Another Book for Easter

NOTE: I’m woefully behind in my goal of posting once per hour over these three days of Easter celebration. I apologize to anyone who is disappointed, and I hope you enjoy what I do have for you. Life intrudes.

Resurrection, Tolstoy’s last novel, is the story of the nobleman, Nekludof and the prostitute, Katusha. Katusha is condemned to hard labor in Siberia for murder, but Nekludof, a member of her jury, recognizes her as the girl that he seduced and ruined as a youth. He feels responsible for her fate, and he works to redeem her, and then, eventually, recognizing his own sin and degradation, to redeem himself.

Quotations:

“Men are like rivers: the water is the same in each, and alike in all; but every river is narrow here, more rapid there, here slower, there broader, now clear, now cold, now dull, now warm. It is the same with men. Every man bears in himself the germs of every human quality; but sometimes one quality manifests itself, sometimes another, and the man often becomes unlike himself, while still remaining the same man.”

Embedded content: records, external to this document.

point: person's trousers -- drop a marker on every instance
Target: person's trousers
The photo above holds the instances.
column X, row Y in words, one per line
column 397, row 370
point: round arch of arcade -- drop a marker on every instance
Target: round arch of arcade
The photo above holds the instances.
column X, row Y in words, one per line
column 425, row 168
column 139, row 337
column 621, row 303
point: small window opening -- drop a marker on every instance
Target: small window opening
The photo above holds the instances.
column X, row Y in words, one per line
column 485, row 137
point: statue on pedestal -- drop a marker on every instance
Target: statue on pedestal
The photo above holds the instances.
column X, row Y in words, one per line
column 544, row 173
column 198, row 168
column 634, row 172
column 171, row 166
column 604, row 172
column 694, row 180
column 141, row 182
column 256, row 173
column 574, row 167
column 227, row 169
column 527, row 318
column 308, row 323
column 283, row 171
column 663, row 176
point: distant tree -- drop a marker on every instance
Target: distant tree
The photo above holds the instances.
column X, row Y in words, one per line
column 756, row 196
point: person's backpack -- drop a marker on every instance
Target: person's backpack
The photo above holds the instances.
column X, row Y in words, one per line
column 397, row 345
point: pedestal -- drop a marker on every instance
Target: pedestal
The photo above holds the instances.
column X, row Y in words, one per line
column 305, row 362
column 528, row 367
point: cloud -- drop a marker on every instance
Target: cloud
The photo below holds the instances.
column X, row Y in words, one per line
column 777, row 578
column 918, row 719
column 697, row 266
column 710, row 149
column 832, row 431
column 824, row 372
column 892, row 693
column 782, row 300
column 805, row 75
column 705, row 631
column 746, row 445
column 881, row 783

“To understand the whole of the Master’s will is not in my power. But to do His will that is written in my conscience is in my power.”

“The interest of her whole life lay in searching for opportunities to serve others just as the sportsman searches for game. And the sport had become the habit, the business, of her life, and she did it so naturally that those who knew her were no longer grateful, but simply expected it of her.”

The last quote describes Engineer Husband in some ways; not me, however much I might wish to a joyful and habitual servant.

One thought on “Another Book for Easter

  1. A post an hour? I wondered why my email notices were telling me you had ten new messages since the last update. I thought it was a mistake. Still, I may have to imitate this idea sometime.